Israël a un droit souverain de décider ce qui est de son intérêt face aux ambitions nucléaires de l'Iran, que les Etats-Unis soient ou non d'accord, a déclaré dimanche le vice-président américain, Joe Biden.

"Nous ne pouvons dicter à une nation souveraine ce qu'elle peut ou ne peut pas faire (...) si elle considère que son existence est menacée", a-t-il dit dans une interview accordée à la chaîne ABC.

"Si le gouvernement Netanyahu décide de recourir à un type d'action différent de celui qui est actuellement mené, ce sera son droit souverain.

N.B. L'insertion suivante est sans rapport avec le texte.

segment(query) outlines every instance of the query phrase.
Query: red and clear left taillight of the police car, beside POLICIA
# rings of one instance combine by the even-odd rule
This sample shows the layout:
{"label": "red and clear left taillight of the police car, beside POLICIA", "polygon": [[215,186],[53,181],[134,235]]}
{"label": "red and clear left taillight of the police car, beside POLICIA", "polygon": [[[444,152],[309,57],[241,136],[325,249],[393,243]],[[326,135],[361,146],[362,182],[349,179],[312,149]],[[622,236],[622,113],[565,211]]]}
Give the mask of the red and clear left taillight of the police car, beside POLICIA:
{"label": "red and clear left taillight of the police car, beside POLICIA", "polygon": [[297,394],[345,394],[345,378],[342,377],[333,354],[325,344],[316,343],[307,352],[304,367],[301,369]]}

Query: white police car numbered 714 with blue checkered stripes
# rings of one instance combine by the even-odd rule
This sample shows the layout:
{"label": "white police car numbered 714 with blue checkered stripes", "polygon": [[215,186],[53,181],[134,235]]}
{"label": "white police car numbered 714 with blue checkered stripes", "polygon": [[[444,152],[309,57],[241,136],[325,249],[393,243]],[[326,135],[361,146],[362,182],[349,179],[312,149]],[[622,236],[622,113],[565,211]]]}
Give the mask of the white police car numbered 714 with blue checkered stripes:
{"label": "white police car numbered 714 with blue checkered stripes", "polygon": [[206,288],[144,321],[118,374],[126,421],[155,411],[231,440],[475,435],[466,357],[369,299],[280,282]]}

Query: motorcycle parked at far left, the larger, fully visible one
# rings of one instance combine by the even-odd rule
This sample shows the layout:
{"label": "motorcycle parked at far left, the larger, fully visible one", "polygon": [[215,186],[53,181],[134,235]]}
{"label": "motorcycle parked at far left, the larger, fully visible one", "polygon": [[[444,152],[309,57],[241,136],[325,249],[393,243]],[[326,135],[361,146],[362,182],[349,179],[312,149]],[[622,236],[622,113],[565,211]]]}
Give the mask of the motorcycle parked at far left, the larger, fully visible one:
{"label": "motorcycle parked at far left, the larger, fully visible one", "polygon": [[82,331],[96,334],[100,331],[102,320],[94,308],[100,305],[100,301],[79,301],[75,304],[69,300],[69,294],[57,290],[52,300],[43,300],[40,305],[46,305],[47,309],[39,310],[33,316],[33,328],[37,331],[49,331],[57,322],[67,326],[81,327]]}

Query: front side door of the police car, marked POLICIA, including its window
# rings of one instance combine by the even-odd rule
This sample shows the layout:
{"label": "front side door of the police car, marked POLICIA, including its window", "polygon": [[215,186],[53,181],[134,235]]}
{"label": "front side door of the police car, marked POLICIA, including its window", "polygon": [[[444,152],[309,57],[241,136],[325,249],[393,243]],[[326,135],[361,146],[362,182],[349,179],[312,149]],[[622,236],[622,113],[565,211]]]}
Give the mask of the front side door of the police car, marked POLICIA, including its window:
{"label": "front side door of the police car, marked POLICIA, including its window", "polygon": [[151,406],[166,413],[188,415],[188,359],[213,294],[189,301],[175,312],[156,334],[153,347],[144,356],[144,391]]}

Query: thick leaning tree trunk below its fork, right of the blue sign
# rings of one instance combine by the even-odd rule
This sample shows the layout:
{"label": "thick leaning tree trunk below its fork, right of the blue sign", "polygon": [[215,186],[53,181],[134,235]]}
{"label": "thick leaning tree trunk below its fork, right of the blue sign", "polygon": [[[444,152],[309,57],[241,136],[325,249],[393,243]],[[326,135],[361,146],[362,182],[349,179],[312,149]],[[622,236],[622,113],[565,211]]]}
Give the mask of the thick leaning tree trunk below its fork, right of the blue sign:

Ce n'est pas notre choix", a insisté le vice-président américain.

Israël considère qu'un Iran doté de la bombe atomique serait une menace contre son existence, d'autant que le président iranien Mahmoud Ahmadinejad a affirmé que l'Etat juif devait être rayé de la carte.

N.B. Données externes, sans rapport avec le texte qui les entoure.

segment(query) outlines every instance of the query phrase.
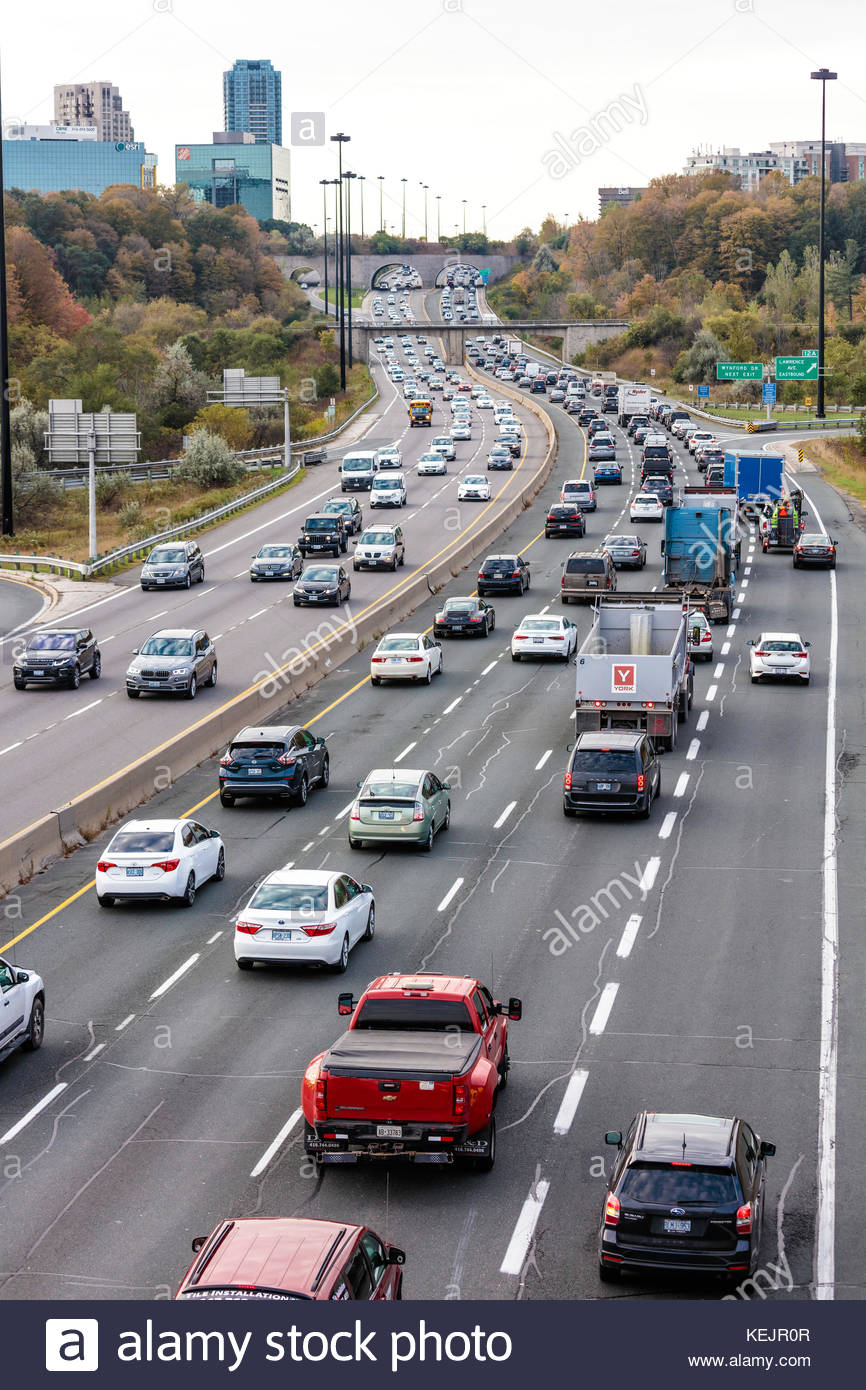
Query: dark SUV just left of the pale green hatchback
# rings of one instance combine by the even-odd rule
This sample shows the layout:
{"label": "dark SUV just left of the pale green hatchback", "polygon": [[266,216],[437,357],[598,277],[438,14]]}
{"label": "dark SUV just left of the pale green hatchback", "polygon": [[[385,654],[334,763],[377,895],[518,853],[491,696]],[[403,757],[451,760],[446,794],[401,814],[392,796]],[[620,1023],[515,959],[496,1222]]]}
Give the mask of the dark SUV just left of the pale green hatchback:
{"label": "dark SUV just left of the pale green hatchback", "polygon": [[328,745],[297,724],[242,728],[220,759],[220,802],[236,796],[282,796],[306,805],[310,787],[327,787]]}

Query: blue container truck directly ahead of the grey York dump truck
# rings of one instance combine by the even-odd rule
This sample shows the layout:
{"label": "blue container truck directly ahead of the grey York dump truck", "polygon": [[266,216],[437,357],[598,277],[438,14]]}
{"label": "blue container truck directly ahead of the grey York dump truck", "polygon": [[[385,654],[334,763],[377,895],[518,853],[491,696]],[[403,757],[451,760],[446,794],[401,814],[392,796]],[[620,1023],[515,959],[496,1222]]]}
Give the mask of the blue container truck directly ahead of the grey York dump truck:
{"label": "blue container truck directly ahead of the grey York dump truck", "polygon": [[684,488],[664,513],[662,556],[663,592],[727,623],[740,563],[737,489]]}

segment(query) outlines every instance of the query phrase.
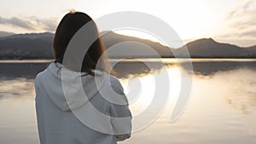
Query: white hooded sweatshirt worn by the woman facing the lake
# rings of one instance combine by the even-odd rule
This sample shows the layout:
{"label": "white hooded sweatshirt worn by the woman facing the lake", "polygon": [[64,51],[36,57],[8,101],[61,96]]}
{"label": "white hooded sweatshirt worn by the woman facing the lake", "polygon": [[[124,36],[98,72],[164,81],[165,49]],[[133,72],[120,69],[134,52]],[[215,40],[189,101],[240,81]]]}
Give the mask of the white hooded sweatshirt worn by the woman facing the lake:
{"label": "white hooded sweatshirt worn by the woman facing the lake", "polygon": [[41,144],[114,144],[131,136],[131,112],[119,80],[95,72],[96,77],[85,72],[81,77],[81,72],[52,62],[38,73],[35,89]]}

Officiellement, les programmes nucléaires de la république islamique sont exclusivement destinés à un usage civil de production d'électricité, mais les Occidentaux et Israël soupçonnent Téhéran de chercher à acquérir l'arme nucléaire.

Benjamin Netanyahu, Premier ministre israélien en fonction depuis mars, a indiqué qu'Israël ne pouvait tolérer une telle issue et n'a pas exclu une possible frappe militaire contre l'Iran.

En 1981, l'aviation israélienne avait bombardé le réacteur nucléaire d'Osirak, en Irak. Plus récemment, en septembre 2007, elle a rasé un site syrien où, selon le renseignement américain, la construction d'un réacteur nucléaire avec l'aide de la Corée du Nord était en voie d'achèvement.

Le mois dernier, Meir Dagan, qui dirige les services de renseignement du Mossad, indiquait que l'embargo décrété depuis 2003 contre l'Iran avait ralenti ses programmes nucléaires mais que la république islamique serait en mesure de maîtriser le feu nucléaire d'ici 2014 à moins d'autres mesures de rétorsion.